Formalise the risk management process for C&A requirements and end of life platform exemptions and risk acceptance.
Develop, enforce and monitor acceptable use guidelines and minimum security standards for all critical applications.
Integrate the cyber and enterprise risk management frameworks to ensure consistent risk treatment and/or reduce gaps in risk identification.
Develop baseline standards for vendor communication protocols including requirements for maintaining/updating contact lists and agreed escalation protocols. These should form part of all vendor agreements.

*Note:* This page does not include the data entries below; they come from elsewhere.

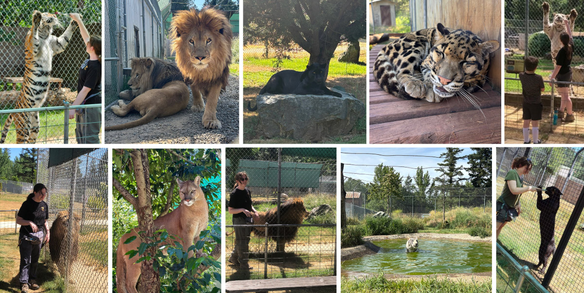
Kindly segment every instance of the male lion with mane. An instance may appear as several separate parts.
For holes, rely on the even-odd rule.
[[[193,92],[191,110],[204,110],[203,125],[207,128],[221,128],[217,104],[227,86],[232,38],[227,18],[212,8],[179,11],[171,23],[172,51],[176,52],[176,64]]]
[[[128,85],[131,90],[120,93],[120,97],[131,101],[126,104],[118,100],[112,111],[118,116],[125,116],[133,110],[142,118],[122,124],[107,126],[106,131],[120,130],[145,124],[155,118],[169,116],[189,105],[189,88],[182,75],[172,61],[157,58],[132,58],[131,78]]]
[[[69,221],[69,211],[61,211],[57,214],[57,218],[53,221],[53,225],[50,229],[51,232],[51,241],[48,243],[49,250],[51,253],[51,259],[57,266],[61,277],[65,276],[65,273],[70,271],[71,264],[77,259],[77,253],[79,251],[79,232],[81,229],[79,222],[81,216],[77,212],[73,213],[74,220],[72,221],[71,240],[73,243],[71,246],[67,242],[67,234],[69,232],[68,225],[71,222]],[[69,250],[71,249],[71,250]],[[67,257],[65,263],[65,257]],[[72,278],[69,278],[69,282],[73,282]]]

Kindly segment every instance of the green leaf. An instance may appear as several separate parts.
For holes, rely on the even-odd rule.
[[[134,241],[134,240],[135,240],[136,237],[137,236],[133,236],[131,237],[128,238],[128,239],[126,239],[126,241],[124,241],[124,244],[128,244],[131,242],[132,241]]]

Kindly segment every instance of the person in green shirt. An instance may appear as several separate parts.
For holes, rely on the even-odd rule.
[[[531,170],[533,163],[527,157],[516,158],[511,163],[511,170],[505,175],[505,184],[501,196],[497,198],[497,239],[501,229],[521,214],[521,194],[538,190],[535,186],[523,187],[521,176]]]

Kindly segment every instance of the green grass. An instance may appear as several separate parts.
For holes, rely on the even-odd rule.
[[[107,266],[107,240],[93,240],[80,243],[80,250],[86,252],[97,263],[102,266]]]
[[[10,108],[6,108],[8,110]],[[39,130],[39,136],[37,142],[47,141],[49,143],[62,143],[64,134],[65,110],[41,111],[39,113],[40,120],[40,127]],[[8,117],[8,114],[0,115],[0,121],[4,121]],[[16,126],[12,123],[6,137],[6,144],[15,144],[16,142]],[[75,119],[69,120],[69,138],[75,141]]]
[[[491,282],[463,282],[436,277],[420,280],[389,280],[382,273],[364,278],[342,277],[340,291],[343,293],[490,293]]]

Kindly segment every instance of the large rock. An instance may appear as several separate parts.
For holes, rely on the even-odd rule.
[[[260,95],[258,114],[263,136],[290,137],[318,141],[327,137],[343,135],[365,116],[365,105],[350,95]]]

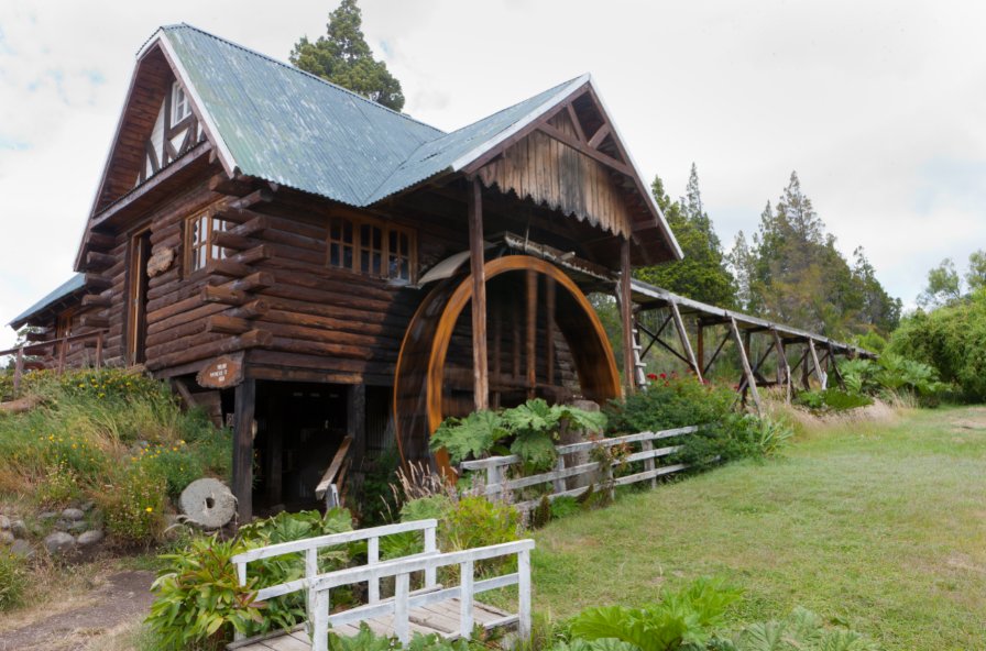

Develop a policy/guidance for users to cover situations where an external party may mandate its own file sharing tools/protocols that may conflict with Bank policies.
Key recommendations 4.0
Develop a formal enterprise framework for data/information management that includes a formally approved enterprise wide classification standard.
Establish clear policies and guidelines for the security of data in unstructured storage.
Create a formal framework for vendor and asset management
Define Platform and Information owner roles and responsibilities for support/on call and training/certification requirements.
Develop a framework for third party risk Management that assesses the risk associated with all critical providers and defines controls that have been implemented.